Cyber attacks hitting high-profile targets have recently dominated the headlines, and there is no indication the trend will slow down anytime soon. Here, Invincea Founder and CEO Anup Ghosh talks to The New New Internet about the uptick in spear phishing, what role social media play and what steps to take after an attack.
The New New Internet: It seems as if spear phishing attacks are on the rise, especially those hitting high-profile targets (IMF, Google, etc). What are some of the reasons?
Anup Ghosh: Spear phishing attacks are on the rise for two reasons: They are very low cost to create and effective at getting onto the network. Put these two together and adversaries of all types — from spammers [and] scammers to hacktivists, organized crime [and] nation-state governments — will use them often as their initial foray onto target machines and networks.
The New New Internet: Who is behind these attacks?
Anup Ghosh: The array of actors behind spear phishing attacks range from Nigerian scammers, adware affiliate marketers, to organized crime and foreign governments.
The New New Internet: What are some of the most innovative methods you’ve seen spear phishers use?
Anup Ghosh: Effective spear phishers do a lot of collection on the target ahead of time. This will often mean learning about the target through LinkedIn or Facebook, or published org charts and memoranda (for instance, in the case of government). At this point, they will craft a letter that appears to be coming from a trusted source and, if well done, copies the language, look and feel of that source. Oak Ridge National Labs employees were hit with a spear phish that appeared to come from their human resources department, for instance.

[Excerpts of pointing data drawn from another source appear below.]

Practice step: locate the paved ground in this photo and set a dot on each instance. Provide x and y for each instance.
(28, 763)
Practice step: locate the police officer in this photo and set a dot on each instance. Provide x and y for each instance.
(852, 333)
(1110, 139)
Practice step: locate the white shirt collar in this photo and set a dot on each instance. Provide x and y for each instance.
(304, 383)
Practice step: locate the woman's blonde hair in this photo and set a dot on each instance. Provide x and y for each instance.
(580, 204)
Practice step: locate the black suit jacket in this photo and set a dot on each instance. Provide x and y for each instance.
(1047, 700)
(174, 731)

The email will often have a link to a website or an attachment. In either case, the victim is lured into clicking on the link or opening the attachment. The link takes the target to a website hosting malicious code that will either exploit a vulnerability in the browser or directly ask the user to run software — sometimes, without the user understanding that is what they are doing. Attachments are laced with malware. In either case, the target’s machine gets compromised. From there, the adversary will search the target’s machine for interesting documents, but also use it as a jumping off point to the rest of the network.
The New New Internet: What role does the use of social media play in the increase of these attacks?
Anup Ghosh: Social media is used in phishing attacks in two ways. First, social media is often used to recon or collect intel on the target, as well as to earn trust of the target by joining their circle of friends or colleagues. Second, it is also used as an infection vector by either pointing the target to a malicious link or app on their page, or by sending in email with malicious link or attachment via the social media’s email platform.
The New New Internet: What are some important steps to take after someone has become a victim of spear phishing?
Anup Ghosh: In the case of the spear phish compromising the machine, it is important to realize the adversary will often move into other machines on the network, so remediating the victim’s machine is often not enough. Training and user awareness for executives and employees that they will be targets of phishing campaigns is important. While training is important, it isn’t sufficient. You will need to protect users against spear phishing attacks by technology as well, because ultimately some percentage (between 5-20 percent) of employees will be susceptible to spear phishing even after training. A security strategy that is dependent on users making the correct security decision every time they are faced with one is not a strategy. but a hope.
The New New Internet: What are some of the best ways of stopping spear phishing attacks?
Anup Ghosh: The most effective way of stopping spear phishing attacks is to place the user in a virtual bubble so that when they are clicking on links or opening email attachments, the infection occurs in a virtual disposable machine rather than on the desktop and network. This technology is available today from Invincea and gaining traction because of its ability to protect users from themselves and the network from the users. When a user clicks on a link, the site is browsed in a virtual environment. If the site hosts malicious code, then the user and desktop are protected against that threat, while the forensics of that infection are sent to the IT security desk.
Similarly, attachments are also auto-opened in the secure virtual environment. In other words, the actions of a user do not compromise the desktop or the network, but can also be used to feed network gateways URLs that are malicious based on what happened in the virtual environment. Turn users — vulnerabilities in your network — into assets, protecting the network.
The New New Internet: How do you see the spear phishing attacks evolve in the near future?
Anup Ghosh: Spear phishing has been highly effective. They will continue to improve on their ability to mimic documents, correspondence, as well as prey on human psychology. In addition, they will continue their campaigns through driveby-downloads and exploit zero-day vulnerabilities in browsers.